Minnie M. Fuller (1880–1909)
Minnie M. Fuller was born in March 1880 in Bracken County, the second-to-last of Amaziah and Letha’s children. On September 3, 1895, she married John Henry Pendergrast in Bracken County. They settled in Maysville, where John worked as a laborer. They had one child together, a daughter named Nora.
In 1908, Minnie had what the local newspaper described as a mysterious and alarming twenty-four hours. She disappeared from her home on West Fourth Street, taking with her a pocketbook containing money and a revolver. Her husband searched everywhere; her sisters feared she had harmed herself. She returned the following morning in a dazed state, collapsed upon entering the house, and remained semi-conscious for the rest of the day, requiring a physician. When she was able to speak, she said she had spent the night at the cemetery, at her mother’s grave. Letha had died just two years before.


Minnie died on April 3, 1909, of consumption — tuberculosis — at the age of twenty-nine. She left behind her husband John and their daughter Nora, who was thirteen years old. She was buried at Maysville Cemetery, near her mother and father.
Lida Margaret Fuller (1882–1969)
Lida Margaret Fuller was born on September 20, 1882, in Bracken County. Her mother Letha would have been forty-four years old — not impossible, but certainly notable as a late-in-life child. Lida would outlive all of her siblings, dying in 1969 at the age of eighty-seven.
Her story is not without its complications. A daughter, recorded as one year old in the 1900 census, was born in April 1897 — two years before the newspaper announcement of Lida’s marriage to James Dudley Foster on March 30, 1899. The 1900 census shows Lida, James, their daughter, and the mysterious six-year-old lodger named Charley living together in Mason County alongside Amaziah and Letha. James and Amaziah were both listed as farm laborers.
By 1910, the marriage to James had ended. Lida was living with her sister Lillie in Maysville, listing herself as single and using the surname Foster.
On December 30, 1914, she married Frederick William Cooper.
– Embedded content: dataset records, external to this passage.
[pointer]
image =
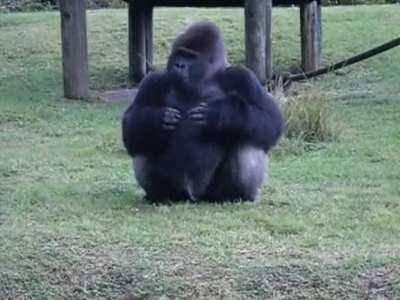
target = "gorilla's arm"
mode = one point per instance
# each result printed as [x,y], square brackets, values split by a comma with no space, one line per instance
[248,114]
[147,123]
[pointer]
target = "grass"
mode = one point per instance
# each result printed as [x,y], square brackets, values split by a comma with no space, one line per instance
[72,223]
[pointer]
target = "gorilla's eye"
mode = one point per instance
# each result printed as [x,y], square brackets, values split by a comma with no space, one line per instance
[179,65]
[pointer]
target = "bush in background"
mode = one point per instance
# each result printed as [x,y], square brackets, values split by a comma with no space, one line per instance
[309,120]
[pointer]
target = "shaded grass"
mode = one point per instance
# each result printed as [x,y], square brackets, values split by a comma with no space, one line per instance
[72,222]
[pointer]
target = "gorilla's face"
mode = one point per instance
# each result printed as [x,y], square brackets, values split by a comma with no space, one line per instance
[187,69]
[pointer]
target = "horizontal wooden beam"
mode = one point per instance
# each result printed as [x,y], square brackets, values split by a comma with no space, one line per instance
[211,3]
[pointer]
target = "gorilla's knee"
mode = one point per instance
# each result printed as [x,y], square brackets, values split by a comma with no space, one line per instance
[140,167]
[250,171]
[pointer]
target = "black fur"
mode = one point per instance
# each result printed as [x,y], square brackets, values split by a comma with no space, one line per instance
[201,129]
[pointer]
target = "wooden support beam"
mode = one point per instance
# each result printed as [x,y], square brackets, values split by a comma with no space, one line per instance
[310,35]
[319,19]
[268,41]
[137,41]
[149,38]
[74,49]
[255,28]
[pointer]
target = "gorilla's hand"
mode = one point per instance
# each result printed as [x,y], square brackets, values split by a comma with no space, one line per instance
[199,114]
[171,118]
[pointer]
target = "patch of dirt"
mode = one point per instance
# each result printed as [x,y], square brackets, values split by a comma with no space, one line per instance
[121,95]
[124,272]
[377,284]
[295,281]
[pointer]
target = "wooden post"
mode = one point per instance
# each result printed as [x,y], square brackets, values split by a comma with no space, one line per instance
[137,41]
[74,49]
[268,41]
[310,48]
[319,18]
[149,38]
[255,27]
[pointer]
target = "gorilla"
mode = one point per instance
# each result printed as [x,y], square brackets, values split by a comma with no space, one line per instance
[201,129]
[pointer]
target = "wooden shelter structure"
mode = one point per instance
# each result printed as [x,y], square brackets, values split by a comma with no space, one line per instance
[258,29]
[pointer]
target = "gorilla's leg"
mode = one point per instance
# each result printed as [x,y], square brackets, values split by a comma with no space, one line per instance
[240,176]
[162,182]
[156,187]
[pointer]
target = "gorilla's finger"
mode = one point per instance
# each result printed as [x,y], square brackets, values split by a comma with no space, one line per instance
[173,113]
[198,116]
[197,110]
[201,122]
[171,120]
[172,110]
[169,127]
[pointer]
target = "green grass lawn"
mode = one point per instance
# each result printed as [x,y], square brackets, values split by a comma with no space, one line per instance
[72,222]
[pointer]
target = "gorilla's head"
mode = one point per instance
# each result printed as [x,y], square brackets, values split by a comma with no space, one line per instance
[197,54]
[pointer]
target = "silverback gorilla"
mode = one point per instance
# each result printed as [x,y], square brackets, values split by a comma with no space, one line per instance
[201,129]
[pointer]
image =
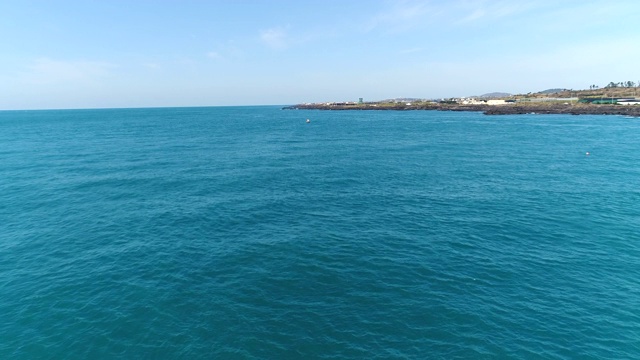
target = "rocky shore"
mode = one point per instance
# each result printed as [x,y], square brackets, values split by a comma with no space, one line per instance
[508,109]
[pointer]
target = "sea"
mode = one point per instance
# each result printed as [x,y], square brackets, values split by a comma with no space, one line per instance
[250,233]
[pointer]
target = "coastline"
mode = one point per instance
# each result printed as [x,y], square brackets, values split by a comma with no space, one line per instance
[507,109]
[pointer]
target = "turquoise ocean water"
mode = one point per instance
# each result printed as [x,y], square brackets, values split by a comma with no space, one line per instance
[245,233]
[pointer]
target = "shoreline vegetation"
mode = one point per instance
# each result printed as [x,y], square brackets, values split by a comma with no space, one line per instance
[610,100]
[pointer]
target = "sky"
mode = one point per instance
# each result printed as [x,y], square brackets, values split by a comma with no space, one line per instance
[136,53]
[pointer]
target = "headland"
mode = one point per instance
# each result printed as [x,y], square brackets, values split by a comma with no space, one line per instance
[595,101]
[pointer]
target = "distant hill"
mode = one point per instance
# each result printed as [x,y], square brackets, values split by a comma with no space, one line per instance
[552,91]
[495,95]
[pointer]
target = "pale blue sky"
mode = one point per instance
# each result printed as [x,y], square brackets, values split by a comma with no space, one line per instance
[133,53]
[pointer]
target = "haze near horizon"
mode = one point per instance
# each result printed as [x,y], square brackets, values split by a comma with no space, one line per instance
[79,54]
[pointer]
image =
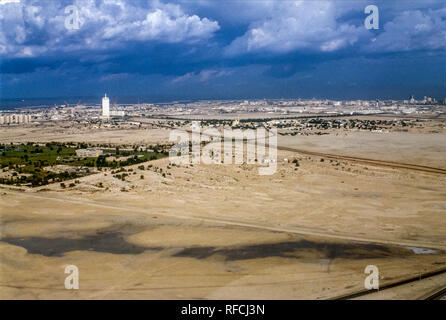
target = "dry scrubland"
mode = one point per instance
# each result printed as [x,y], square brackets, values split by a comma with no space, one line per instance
[225,232]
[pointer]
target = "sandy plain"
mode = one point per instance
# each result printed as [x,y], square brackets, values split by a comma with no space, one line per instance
[224,232]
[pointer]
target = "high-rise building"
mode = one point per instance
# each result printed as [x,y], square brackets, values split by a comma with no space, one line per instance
[105,106]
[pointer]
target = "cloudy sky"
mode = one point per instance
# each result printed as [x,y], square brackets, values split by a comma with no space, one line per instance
[199,49]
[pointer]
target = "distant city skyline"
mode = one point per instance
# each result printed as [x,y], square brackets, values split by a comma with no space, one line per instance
[152,51]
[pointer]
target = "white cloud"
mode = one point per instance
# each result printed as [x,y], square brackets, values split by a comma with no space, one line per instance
[30,27]
[303,25]
[203,75]
[412,30]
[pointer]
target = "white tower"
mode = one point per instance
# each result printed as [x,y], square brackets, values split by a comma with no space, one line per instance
[105,106]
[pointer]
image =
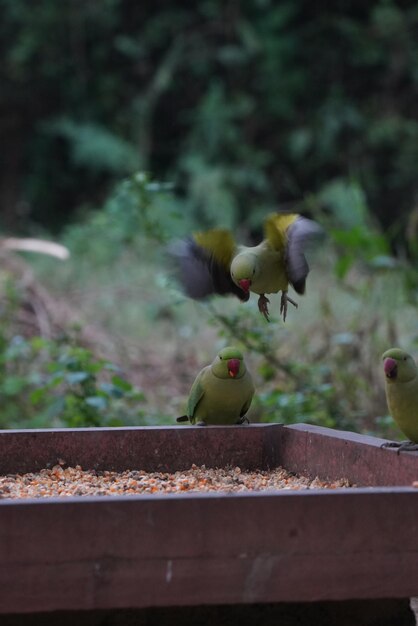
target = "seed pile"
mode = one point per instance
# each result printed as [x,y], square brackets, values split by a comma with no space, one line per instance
[74,481]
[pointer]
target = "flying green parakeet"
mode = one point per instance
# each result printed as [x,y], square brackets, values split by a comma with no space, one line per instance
[212,263]
[401,381]
[222,392]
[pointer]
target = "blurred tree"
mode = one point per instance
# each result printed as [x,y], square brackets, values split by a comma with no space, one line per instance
[245,104]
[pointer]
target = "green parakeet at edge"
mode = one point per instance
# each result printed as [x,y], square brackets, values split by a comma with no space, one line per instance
[401,382]
[212,263]
[222,392]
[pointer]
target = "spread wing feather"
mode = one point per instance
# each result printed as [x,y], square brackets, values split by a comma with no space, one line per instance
[300,234]
[204,264]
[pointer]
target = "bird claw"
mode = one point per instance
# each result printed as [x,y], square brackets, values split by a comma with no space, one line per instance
[402,446]
[263,306]
[283,304]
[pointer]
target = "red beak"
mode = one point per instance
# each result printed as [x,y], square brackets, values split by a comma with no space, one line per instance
[390,367]
[233,367]
[245,283]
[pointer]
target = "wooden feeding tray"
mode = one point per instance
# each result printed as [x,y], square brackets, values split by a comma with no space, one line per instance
[89,553]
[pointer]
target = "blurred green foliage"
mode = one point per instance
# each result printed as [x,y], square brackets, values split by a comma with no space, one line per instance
[244,105]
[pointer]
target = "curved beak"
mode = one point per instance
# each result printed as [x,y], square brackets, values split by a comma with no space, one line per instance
[390,367]
[245,284]
[233,367]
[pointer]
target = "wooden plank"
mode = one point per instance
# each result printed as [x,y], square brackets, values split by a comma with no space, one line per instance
[94,553]
[332,454]
[148,448]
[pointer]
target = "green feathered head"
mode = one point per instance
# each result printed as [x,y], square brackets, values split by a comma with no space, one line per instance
[244,268]
[399,366]
[229,363]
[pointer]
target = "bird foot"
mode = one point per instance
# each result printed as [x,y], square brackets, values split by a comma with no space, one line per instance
[401,446]
[283,304]
[263,306]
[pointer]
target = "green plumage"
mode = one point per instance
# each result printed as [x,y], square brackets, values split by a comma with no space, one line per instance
[222,392]
[401,381]
[213,263]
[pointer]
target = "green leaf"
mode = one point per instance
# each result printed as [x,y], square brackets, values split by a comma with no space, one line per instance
[73,378]
[98,402]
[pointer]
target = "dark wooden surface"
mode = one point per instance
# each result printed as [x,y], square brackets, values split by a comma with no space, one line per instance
[204,549]
[352,613]
[331,454]
[150,448]
[158,551]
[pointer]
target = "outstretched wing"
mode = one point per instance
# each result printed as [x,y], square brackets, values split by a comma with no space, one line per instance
[291,234]
[204,262]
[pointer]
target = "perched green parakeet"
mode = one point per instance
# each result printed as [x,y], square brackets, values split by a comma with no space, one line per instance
[222,392]
[401,381]
[212,263]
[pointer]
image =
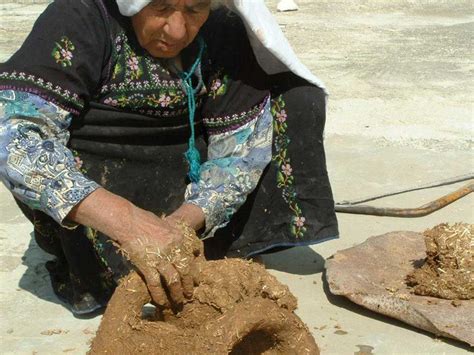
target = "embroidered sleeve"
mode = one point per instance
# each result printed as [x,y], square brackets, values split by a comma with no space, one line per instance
[64,58]
[237,156]
[35,164]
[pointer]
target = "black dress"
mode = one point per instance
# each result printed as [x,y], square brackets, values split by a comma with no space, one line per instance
[133,146]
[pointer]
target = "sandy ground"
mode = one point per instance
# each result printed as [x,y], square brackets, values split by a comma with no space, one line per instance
[400,74]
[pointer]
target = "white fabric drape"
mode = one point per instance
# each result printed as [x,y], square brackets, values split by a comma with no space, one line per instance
[271,48]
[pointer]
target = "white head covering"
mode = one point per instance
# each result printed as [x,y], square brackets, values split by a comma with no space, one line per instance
[271,48]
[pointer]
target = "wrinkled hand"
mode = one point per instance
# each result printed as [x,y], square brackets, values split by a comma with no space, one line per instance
[167,254]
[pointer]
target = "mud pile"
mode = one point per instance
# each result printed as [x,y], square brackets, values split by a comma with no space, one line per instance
[448,270]
[237,308]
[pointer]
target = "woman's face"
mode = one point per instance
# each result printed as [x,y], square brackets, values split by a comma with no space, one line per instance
[165,27]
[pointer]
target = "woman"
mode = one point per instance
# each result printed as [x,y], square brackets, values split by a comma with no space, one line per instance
[114,112]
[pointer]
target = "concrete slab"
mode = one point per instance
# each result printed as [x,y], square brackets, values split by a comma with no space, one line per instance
[400,114]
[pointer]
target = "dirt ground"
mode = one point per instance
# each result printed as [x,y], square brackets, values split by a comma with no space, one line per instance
[400,75]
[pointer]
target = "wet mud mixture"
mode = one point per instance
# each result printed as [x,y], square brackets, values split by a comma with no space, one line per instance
[237,308]
[448,270]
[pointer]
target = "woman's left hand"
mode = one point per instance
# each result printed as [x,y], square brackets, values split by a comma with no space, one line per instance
[172,270]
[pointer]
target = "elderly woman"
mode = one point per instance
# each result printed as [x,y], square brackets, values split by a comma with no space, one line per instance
[115,113]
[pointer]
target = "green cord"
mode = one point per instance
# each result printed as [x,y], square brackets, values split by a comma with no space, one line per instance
[192,154]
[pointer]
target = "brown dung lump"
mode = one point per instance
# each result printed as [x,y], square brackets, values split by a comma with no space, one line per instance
[237,308]
[448,270]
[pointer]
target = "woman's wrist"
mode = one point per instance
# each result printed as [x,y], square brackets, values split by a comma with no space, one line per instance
[190,214]
[105,212]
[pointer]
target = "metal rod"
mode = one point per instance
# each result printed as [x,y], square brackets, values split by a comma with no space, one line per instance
[443,182]
[409,212]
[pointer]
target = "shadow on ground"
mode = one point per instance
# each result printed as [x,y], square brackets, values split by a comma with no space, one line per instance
[297,261]
[36,278]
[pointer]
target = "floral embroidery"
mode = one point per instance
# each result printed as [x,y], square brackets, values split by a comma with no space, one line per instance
[78,161]
[64,94]
[62,52]
[216,125]
[38,168]
[285,178]
[219,87]
[138,84]
[134,67]
[236,160]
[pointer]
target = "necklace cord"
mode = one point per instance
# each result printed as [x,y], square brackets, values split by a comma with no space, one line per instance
[192,154]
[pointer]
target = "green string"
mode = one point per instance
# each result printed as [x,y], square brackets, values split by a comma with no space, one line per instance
[192,154]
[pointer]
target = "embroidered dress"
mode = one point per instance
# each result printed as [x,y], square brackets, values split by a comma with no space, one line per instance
[94,109]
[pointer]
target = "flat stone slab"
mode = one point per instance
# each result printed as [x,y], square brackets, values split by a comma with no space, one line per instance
[373,273]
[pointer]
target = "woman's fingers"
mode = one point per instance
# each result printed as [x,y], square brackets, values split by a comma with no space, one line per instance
[173,284]
[188,285]
[155,287]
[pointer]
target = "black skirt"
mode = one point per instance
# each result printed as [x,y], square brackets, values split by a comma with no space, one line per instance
[291,206]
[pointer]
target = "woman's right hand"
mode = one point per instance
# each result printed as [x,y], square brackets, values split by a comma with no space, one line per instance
[167,254]
[165,251]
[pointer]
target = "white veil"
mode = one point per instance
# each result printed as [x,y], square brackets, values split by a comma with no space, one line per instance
[271,48]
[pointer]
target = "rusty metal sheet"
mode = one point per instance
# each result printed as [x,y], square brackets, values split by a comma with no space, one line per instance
[373,273]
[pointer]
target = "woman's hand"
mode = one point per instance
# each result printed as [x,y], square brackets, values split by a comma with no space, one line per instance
[167,254]
[165,251]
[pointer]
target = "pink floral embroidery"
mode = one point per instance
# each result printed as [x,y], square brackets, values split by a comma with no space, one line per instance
[287,169]
[62,52]
[164,100]
[299,221]
[111,102]
[79,162]
[133,63]
[285,178]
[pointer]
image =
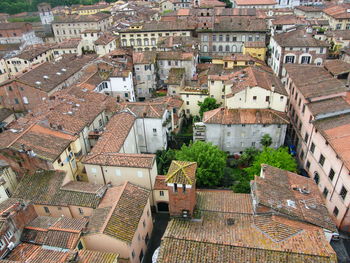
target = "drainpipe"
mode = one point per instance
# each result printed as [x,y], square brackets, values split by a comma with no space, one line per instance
[103,175]
[336,182]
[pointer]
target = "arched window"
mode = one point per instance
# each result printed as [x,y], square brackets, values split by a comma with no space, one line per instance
[316,177]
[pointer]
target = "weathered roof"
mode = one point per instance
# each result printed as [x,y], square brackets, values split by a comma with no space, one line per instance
[255,2]
[313,81]
[337,104]
[125,217]
[245,116]
[293,195]
[298,38]
[74,18]
[225,201]
[45,187]
[255,77]
[181,172]
[337,67]
[4,113]
[234,237]
[49,75]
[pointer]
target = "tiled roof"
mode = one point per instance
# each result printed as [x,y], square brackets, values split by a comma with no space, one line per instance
[176,75]
[175,55]
[35,77]
[313,81]
[89,256]
[160,184]
[146,109]
[35,254]
[181,172]
[245,116]
[105,39]
[255,77]
[74,18]
[338,11]
[255,2]
[331,105]
[337,67]
[115,134]
[45,143]
[4,113]
[233,237]
[126,215]
[145,57]
[292,195]
[224,201]
[45,187]
[240,24]
[121,159]
[298,38]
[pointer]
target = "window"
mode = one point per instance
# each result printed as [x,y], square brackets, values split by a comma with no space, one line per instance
[331,174]
[312,148]
[343,193]
[307,165]
[335,211]
[321,160]
[316,178]
[325,192]
[305,59]
[9,234]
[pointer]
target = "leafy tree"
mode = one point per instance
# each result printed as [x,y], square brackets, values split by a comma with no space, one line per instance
[241,181]
[266,140]
[164,159]
[211,162]
[279,158]
[248,156]
[207,105]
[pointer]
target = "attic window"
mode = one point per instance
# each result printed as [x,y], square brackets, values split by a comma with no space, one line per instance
[230,221]
[291,203]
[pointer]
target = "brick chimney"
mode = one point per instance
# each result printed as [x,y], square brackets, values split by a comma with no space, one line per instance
[181,183]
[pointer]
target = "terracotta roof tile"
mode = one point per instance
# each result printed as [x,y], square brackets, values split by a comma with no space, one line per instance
[181,172]
[244,116]
[127,213]
[293,195]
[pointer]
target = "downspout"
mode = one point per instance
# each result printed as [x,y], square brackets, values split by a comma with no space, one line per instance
[336,182]
[103,175]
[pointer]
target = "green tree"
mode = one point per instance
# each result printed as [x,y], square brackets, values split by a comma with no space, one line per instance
[211,162]
[248,156]
[207,105]
[164,159]
[266,140]
[279,158]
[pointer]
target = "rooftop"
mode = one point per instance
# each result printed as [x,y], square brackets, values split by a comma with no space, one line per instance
[245,116]
[298,38]
[291,194]
[313,81]
[45,187]
[181,172]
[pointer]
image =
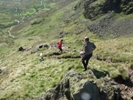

The 1920 through 1950 censuses show Lida and Frederick living in Newport, Kentucky — on Fifth Street, then Monmouth Street — as their family grew and their grandchildren arrived. Frederick worked as a YMCA porter, then as a house painter. Lida is never listed with an occupation; she kept house.
Frederick died on April 13, 1949. Lida outlived him by twenty years, dying on September 27, 1969. No cause of death has been located.
Legacy
Amaziah Fuller never strayed far from the land where he was born. He registered for a war, watched his country divide and reunite, buried a wife, and lived long enough to see automobiles replace horses and electric lights replace candles. He died at eighty-three in Mason County, Kentucky.
His nine children carried his blood into the twentieth century and beyond. They ran restaurants and rode wagons and worked in cement and cooked in diners and farmed and labored and loved and grieved in equal measure. One son became my great-grandfather. One daughter’s son married my grandmother, and her second husband was that son’s first cousin, tying the Fuller line to itself in the way that close-knit communities have always done.
Through the record gaps — a son who vanishes after 1880, a daughter whose death left no certificate, a marriage date that doesn’t quite match a child’s birthday — Amaziah Fuller’s family is not a tidy story. It is a real one. And that is far better.
Sources: Federal Census Records (1840–1950); Kentucky County Marriages, 1786–1965; US Civil War Draft Registration, Mason County, 1863; Kentucky Death Records; Abraham G. Shrout Confederate Pension Application, Commonwealth of Kentucky Department of Confederate Pensions, 1912; Daily Public Ledger (Maysville, Kentucky); The Public Ledger (Maysville, Kentucky); Find A Grave memorial records; Bracken County and Mason County court records.